As one of the first female singer songwriters, she had been an inspiration to many who followed her, such as Lucinda Williams, Shelby Lynn and Reba Macintyre who has covered her famous hit. Even Bob Dylan was affected by her music – listen to his Clothesline Saga from The Basement Tapes.
But she was a beautiful woman, fond of tons of makeup and fancy dresses at the time of Janis Joplin and others, when such feminist touches were seen as being old fashioned and unoriginal, so she was often neglected.
She kept working, having a BBC tv series, appearing on many others, doing albums of her own compositions, and an album of duets with Glenn Campbell of which ‘All I have to do is Dream’ is probably the most famous. Maybe a bit cheesy for some, but their voices are wonderful together.:
She continued to have a high profile for many years, appearing on major tv shows such as Johnny cash, Andy Williams etc. She was a highly intelligent woman, and tall enough, especially with her beehive and high heels, to tower over and at times intimidate some men. She arranged her own music, and was very much in charge of her career. she was also an oil painter.
But in 1978 she vanished. Nobody knows where she is though she has called her arranger a few times with details of songs, at one point saying she was living on an island off Savannah, georgia, so one would think she could be tracked down from this. So she seems to be still writing. She continues a definite but dignified silence.
This is her singing one of her last hits, ‘Fancy’
This is Reba McEntire doing a rather more gutsty , high tech version of it:
And this is Bobbie’s version of the Harry Nilsson song, ‘The Rainmaker’

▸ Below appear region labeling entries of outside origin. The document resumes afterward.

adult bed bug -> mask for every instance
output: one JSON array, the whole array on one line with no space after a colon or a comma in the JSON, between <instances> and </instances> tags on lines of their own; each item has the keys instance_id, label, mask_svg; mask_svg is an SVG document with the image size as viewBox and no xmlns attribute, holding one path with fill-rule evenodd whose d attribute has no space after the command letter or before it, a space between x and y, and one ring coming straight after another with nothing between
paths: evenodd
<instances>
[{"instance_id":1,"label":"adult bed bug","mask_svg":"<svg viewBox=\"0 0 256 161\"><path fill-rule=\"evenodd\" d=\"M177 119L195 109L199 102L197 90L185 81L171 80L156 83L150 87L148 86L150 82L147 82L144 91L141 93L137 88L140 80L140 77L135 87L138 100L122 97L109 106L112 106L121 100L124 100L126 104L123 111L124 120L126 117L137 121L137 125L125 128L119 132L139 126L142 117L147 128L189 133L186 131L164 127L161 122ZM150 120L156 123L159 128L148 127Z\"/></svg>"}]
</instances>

This is my favourite, a lovely version of ‘Scarlet Ribbons’ – we need more pop songs with harpsichords in them:
So, what happened? Perhaps the last song on her last album points the way:
“So I spend my days finding new ways to do the same old things
I spend my mights in the bright spot lights
You can’t win or lose unless you play the game”
Maybe she just got sick of playing the game.
This story also reminds me of another enigmatic author, who is alleged to shun the public, but in reality, she just has nothing to say wot the press. A Documentary a while back to celebrate the anniversary of ‘To Kill a Mocking bird’, the journalist put on a party in Harper Lee’s home town, having failed to obtain an interview, or even sight of the woman, at the end of the party, he noticed a friend of hers wrapping up a piece of cake to take away. She was taking a piece to Ms Lee.